A little bit of context:

I'm a twenty-one year old recent English graduate based in East London. I live at home with my family and I walked to my lectures. My 'home' is a three bedroom flat in a two floor maisonette overlooking a seemingly busy road. Of the thirty-five flats in the building, I know a total of five families intimately. For someone like me, reading about the pursuit of happiness, admittedly, seemed like something you reminisced of and not actively created.

Meik's The Little Book of Lykke suggests otherwise. Following on from the success of the bestselling The Little Book of Hygge - an insight into the Danish concept of 'cosiness' - Meik sets out to show that despite Denmark being the 'World's Happiest Country', lykke - happiness - can be sought in places across the globe.


"The days, it is easier to notice the fighting and rather than what is fine. It is easy to point towards the grey skies and dark clouds, but perhaps we all need to be more like Samwise the Stout-hearted... and see what is good in this world of ours."

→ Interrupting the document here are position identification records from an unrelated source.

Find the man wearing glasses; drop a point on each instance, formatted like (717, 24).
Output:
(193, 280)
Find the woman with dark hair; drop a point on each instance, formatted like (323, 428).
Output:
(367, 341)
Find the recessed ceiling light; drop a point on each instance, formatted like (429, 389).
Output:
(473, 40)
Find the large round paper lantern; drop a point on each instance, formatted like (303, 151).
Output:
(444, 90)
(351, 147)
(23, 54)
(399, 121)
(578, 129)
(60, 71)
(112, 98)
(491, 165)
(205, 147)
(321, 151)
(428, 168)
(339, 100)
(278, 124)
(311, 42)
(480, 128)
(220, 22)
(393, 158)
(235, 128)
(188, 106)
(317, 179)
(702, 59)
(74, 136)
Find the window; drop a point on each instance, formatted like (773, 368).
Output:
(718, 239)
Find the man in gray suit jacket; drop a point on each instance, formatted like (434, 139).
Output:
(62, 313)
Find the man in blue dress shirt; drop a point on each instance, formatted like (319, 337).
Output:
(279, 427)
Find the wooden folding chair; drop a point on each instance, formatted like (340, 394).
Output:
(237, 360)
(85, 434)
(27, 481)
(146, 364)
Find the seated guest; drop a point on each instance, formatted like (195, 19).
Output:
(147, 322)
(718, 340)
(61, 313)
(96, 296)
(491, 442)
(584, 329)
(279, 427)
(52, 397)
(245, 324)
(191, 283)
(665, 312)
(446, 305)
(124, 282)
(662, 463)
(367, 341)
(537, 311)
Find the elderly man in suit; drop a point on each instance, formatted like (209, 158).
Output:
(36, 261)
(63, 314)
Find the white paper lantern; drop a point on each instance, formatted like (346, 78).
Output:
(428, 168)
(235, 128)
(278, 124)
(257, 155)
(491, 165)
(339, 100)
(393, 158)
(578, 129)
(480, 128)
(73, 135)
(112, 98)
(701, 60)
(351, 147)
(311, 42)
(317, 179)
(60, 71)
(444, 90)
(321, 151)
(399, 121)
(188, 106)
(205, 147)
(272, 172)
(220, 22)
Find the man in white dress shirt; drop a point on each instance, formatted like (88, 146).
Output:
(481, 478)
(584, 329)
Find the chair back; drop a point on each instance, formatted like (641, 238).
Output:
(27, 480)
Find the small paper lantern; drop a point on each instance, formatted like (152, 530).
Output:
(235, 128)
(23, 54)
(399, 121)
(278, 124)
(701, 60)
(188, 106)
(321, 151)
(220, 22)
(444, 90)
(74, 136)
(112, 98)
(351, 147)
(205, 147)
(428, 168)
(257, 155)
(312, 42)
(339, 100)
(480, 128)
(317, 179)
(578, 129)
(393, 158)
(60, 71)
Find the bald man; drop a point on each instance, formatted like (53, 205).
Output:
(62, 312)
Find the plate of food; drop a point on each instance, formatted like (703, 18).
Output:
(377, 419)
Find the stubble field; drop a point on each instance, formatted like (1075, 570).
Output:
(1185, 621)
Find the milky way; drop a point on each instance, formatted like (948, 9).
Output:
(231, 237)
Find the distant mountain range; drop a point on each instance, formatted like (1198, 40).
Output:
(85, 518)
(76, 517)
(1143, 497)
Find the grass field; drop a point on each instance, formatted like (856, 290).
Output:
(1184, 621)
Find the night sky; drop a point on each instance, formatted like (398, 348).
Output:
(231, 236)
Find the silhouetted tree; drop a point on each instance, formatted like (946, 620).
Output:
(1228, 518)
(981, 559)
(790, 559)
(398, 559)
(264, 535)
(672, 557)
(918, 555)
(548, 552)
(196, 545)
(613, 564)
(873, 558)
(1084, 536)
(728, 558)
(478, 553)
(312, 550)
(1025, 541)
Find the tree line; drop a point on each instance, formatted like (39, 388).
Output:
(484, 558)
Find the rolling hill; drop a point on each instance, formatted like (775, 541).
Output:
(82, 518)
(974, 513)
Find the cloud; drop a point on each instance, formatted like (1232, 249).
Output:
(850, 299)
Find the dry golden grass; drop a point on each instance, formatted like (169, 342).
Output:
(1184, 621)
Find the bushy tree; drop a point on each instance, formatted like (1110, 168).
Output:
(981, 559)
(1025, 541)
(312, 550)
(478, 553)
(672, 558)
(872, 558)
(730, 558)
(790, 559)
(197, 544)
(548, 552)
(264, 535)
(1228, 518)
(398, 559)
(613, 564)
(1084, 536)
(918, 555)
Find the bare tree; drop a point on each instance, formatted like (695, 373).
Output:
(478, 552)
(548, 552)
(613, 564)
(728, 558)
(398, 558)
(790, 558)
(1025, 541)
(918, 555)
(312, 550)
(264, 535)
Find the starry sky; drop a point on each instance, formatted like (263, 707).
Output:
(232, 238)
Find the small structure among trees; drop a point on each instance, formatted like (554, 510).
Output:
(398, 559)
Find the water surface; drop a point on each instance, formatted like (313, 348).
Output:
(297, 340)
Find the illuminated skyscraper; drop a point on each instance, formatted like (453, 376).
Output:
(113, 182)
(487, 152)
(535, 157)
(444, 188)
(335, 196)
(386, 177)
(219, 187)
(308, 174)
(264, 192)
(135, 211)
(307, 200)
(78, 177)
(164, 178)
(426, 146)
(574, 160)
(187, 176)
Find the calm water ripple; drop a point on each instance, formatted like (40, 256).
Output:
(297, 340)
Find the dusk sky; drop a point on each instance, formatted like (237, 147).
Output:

Using his research from the Happiness Research Institute in Copenhagen, Meik presents a collage of case studies and stories, facts and statistics, tips and photos. Reading his findings is an overwhelming discovery of the ways people lead happy lives wherever they are in the world - be it Australia, London or Detroit.

"The street-community resources grew to include a shared cargo bike, the Hulbert Street Book Exchange (bring a book, take a book) and a pizza oven on wheels (owned by no one yet shared by all), which led to weekly pizza dinners. And goats. Yes, goats. Two houses agreed to take down the fence between their lots and made room for them."

What this book does wonderfully is show how easy it is to create a street community and the benefits of one for a sense of trust and security, your children's safety, your money and most importantly - happiness. So not only are you longing to visit Denmark for a taste of a candle-infused dinner by the fireplace after reading this but you're inspired to ask after your neighbour instead of scurrying past home.

I also couldn't help comparing the lifestyle of the Danes - or the French when it came to food and the Japanese for health - with the lives of Londoners. Naturally, I was surprised to find that the UK's population was the twenty-third happiest in the world. I did not see that when we grumbled about the weather or paid taxes or even hosted dinners. One of Meik's tip to plant a community is setting up a community garden. I help my mother every week at her plot in our local farm and yet the garden is rife with suspicion, sabotage and theft. 


"In Danish, the word for community is fællesskabFællesskab can be split up into "fælles", meaning 'common' or 'shared', and "skab" which can mean either 'cabinet' or 'create'. Not only is community our common cabinet (our shared supplies), it is also something we create together."


Perhaps, part of this is due to the environment I live in. The city - as Meik will agree - nurtures its own breed of hostility, guardedness and impatience. In comparison, I have visited towns in the small state of Vermont - so small, a member of the US Embassy didn't recognise it - and the even smaller Welsh book town of Hay-on-Wye and I have marvelled at their love of sharing stories and hosting welcomers. For their former, their proximity to each other and stunning natural landscapes every season got them out of their houses whilst the latter united over a shared love of reading. These interactions are partly why I hope to leave the noises of the city and settle in the countryside, blanketed by forests with neighbours to call on. 

If anything, The Little Book of Lykke has made me a little less skeptic that happy people are the stuff of dreams. I'm grateful of that.

Is your country a 'happy' place? How would YOU measure your happiness?